Fried Chicken

Whole fryer chicken, cut into 8 pieces, buttermilk and all-purpose flour come together in this chicken β 65 minutes, 7 steps, and the kind of result worth repeating. Scroll down for the ingredient checklist, a serving scaler and unit converter, and the method broken into 7 steps.
You'll mainly reach for frying pan / skillet and large pot. At medium difficulty across 7 steps, it's manageable with a little attention.
What you'll need
Shopping list (1)
Pantry staples (you likely have these)
π Unit converter
How to make it
- Place the chicken pieces in a large bowl, season with 1 tablespoon of the salt, then pour over the buttermilk so the pieces are submerged; cover and refrigerate for at least 4 hours or overnight.
- In a separate bowl, whisk together the flour, paprika, garlic powder, onion powder, cayenne, black pepper and the remaining 1 tablespoon salt to make the seasoned dredge.
- Lift each piece of chicken from the buttermilk, letting excess drip off, then press it firmly into the seasoned flour, coating all sides; set on a rack and let rest 15 minutes so the coating adheres.
- Heat the oil in a heavy deep pot to 175C (350F), using enough oil to come at least halfway up the chicken pieces.
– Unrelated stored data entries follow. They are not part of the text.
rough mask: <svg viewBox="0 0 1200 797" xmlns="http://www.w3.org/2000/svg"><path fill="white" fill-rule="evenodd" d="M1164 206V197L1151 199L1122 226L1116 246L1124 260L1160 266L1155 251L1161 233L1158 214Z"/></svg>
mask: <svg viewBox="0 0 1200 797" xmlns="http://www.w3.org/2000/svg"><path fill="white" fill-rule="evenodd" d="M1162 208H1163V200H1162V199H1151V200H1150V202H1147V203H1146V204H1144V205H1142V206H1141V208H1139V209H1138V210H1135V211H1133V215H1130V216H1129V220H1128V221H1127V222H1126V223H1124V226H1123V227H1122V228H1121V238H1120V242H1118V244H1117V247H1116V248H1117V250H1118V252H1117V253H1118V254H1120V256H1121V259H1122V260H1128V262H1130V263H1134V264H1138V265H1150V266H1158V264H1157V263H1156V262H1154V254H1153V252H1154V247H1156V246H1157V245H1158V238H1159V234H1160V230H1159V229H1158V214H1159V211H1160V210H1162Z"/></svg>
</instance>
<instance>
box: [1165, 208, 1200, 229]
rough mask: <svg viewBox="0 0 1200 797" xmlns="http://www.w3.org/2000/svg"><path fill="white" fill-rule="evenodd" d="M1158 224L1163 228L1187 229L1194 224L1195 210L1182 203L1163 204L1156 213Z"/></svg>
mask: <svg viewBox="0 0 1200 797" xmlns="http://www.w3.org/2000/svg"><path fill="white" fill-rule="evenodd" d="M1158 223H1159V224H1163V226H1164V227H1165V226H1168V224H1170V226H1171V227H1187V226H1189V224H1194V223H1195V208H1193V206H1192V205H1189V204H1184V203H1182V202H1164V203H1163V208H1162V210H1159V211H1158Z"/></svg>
- Fry the chicken in batches without crowding, turning occasionally, for about 12 to 15 minutes, keeping the oil between 160C and 175C so it cooks evenly without burning.
- Cook until the coating is deep golden brown and the thickest part of the meat reaches an internal temperature of 74C (165F) on a thermometer.
- Transfer the cooked chicken to a wire rack set over paper towels to drain, and rest 5 minutes before serving.
You'll use: Frying pan / skillet Β· Large pot Β· Whisk
Ingredient substitutions
- Butter
- olive oil (ΒΎ the amount) Β· coconut oil Β· margarine
Tips & common questions
How long does Fried Chicken take to make?
About 65 minutes from start to finish β an estimate based on the 7 steps and 10 ingredients. Times vary with your kitchen and how much prep you do ahead.
What can I use instead of butter?
Try olive oil (ΒΎ the amount). See the substitutions section above for more swaps.
Can I scale this recipe up or down?
Yes β use the servings control above the ingredients and every quantity rescales automatically (fractions included). Cooking times stay roughly the same; very large batches may need a little longer.
How should I store leftovers?
Cool leftovers quickly, refrigerate in an airtight container, and eat within 3 days. Reheat until piping hot throughout.
Fried Chicken is an original recipe developed in-house by Consomee. Photo: Fried-Chicken-Set.jpg (CC0) via Wikimedia Commons. We add the serving scaler, ingredient tools, timing and structure on top β how we source recipes.